5.- ¿En qué procedimientos puede realizarse la entrada?. Una vez dentro ¿qué pueden hacer?.
Hay que saber que Hacienda no tiene una sola vía de actuar, sino que tiene varias, ese conjunto de vías se denomina “procedimientos tributarios”.
El más conocido, sin duda, es el procedimiento de “Inspección”, probablemente porque es en el que más facultades tiene Hacienda.
Por otro lado, nos encontramos con los “primos pequeños” de la Inspección, como son los procedimientos de gestión (comprobación limitada o comprobación de valores), así como los procedimientos de recaudación.
Pues bien, la facultad de entrada de la Administración tributaria puede usarse tanto en las actuaciones y procedimientos de inspección (arts. 142.2 y 151 LG) como en actuaciones y procedimientos de recaudación (art 162.1 LGT).

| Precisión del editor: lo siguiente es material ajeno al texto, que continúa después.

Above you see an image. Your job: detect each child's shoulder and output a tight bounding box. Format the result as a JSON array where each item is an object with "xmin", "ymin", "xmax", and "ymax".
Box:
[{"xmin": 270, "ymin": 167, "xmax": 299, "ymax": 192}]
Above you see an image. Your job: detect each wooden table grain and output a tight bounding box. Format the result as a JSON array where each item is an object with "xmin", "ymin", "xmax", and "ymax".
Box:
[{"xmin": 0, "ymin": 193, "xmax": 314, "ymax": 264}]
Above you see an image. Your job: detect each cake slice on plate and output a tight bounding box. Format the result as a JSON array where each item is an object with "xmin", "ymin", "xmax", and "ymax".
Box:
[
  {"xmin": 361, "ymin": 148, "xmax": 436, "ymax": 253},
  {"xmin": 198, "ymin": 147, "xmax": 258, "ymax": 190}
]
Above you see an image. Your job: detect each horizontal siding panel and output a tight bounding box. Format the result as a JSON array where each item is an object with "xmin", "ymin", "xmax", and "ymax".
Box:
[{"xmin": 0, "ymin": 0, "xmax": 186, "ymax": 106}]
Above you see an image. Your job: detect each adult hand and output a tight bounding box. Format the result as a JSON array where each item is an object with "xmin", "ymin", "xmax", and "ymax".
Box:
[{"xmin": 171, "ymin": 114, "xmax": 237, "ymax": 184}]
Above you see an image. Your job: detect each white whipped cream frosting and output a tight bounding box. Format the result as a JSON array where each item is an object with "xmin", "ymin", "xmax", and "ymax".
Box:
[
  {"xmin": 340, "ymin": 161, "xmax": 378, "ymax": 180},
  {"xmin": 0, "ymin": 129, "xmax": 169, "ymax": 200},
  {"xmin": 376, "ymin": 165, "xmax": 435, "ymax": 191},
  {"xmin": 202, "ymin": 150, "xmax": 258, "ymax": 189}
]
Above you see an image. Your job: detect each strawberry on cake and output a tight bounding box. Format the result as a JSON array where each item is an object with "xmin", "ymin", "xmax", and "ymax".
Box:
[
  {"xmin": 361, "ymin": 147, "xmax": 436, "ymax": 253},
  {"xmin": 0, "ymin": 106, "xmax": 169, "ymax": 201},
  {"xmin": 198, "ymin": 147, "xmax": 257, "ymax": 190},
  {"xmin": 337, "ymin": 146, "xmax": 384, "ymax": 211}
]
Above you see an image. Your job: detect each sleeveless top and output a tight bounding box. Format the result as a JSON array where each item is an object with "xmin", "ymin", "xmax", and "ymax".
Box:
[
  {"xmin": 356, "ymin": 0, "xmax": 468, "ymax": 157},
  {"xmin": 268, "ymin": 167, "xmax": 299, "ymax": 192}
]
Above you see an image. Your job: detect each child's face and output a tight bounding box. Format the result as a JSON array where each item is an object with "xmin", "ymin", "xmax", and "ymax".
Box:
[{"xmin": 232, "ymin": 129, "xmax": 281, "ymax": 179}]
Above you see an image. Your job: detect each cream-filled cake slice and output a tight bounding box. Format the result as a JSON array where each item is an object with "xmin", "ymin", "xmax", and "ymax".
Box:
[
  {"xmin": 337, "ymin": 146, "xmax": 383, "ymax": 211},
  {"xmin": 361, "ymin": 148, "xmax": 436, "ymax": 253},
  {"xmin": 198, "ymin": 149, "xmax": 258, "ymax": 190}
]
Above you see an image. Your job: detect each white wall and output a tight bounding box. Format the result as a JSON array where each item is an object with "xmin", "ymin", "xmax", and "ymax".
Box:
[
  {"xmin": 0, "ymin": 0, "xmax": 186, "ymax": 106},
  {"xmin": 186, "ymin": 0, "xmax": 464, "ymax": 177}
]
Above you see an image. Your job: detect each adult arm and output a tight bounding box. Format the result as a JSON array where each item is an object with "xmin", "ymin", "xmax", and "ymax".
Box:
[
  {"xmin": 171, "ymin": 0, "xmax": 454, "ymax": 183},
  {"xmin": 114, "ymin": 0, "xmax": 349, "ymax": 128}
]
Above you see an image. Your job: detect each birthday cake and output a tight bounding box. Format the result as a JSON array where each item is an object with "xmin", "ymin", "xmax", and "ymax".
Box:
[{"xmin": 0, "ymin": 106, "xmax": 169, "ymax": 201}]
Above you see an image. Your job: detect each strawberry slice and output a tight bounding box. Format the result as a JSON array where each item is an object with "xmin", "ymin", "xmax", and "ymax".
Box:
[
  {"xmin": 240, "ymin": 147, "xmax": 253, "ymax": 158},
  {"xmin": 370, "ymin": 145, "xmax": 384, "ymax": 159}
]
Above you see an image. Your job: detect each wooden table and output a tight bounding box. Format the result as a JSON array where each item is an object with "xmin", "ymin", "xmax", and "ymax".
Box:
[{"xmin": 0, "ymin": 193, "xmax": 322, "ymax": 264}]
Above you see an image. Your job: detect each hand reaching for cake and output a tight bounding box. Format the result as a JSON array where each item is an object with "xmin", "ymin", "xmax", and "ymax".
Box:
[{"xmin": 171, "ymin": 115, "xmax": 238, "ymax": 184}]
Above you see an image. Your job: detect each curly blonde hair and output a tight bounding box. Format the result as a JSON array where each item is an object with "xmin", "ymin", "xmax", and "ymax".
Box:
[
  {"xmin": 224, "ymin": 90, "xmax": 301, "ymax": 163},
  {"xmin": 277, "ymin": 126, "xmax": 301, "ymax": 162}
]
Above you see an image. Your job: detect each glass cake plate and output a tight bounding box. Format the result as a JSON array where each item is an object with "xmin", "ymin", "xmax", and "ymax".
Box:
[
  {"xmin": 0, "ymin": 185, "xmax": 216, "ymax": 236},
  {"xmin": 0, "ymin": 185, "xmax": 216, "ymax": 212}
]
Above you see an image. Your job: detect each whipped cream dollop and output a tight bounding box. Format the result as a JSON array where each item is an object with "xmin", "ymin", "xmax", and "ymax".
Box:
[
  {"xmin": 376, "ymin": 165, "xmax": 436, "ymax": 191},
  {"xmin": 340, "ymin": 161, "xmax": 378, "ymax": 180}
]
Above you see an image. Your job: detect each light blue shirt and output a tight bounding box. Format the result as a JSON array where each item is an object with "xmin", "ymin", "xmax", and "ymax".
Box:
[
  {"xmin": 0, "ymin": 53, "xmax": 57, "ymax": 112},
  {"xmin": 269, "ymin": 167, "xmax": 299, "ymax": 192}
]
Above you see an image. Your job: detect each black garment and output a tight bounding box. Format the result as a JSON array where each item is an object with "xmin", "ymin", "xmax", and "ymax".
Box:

Para el resto de casos, como son los procedimientos de gestión, la facultad de entrar a domicilios es posible, pero de forma mucho más estricta y limitada que para los procedimientos de inspección y recaudación.
En estos casos, la entrada en domicilio es una excepción a la regla general.
Partiendo de la base de que la entrada en el domicilio fuese legal y correcta -ya por la vía de la autorización del titular, ya por la vía de la autorización judicial- los funcionarios de la Administración pueden llevar a cabo su labor.
Lógicamente, en función del tipo de procedimiento ante el que nos encontremos, las labores que puede llevar a cabo Hacienda son distintas, pues también son distintas las finalidades de los procedimientos.
Pueden pasar desde el examen físico del lugar, revisión de libros, documentación del sujeto pasivo, ordenadores, archivos informáticos, etc.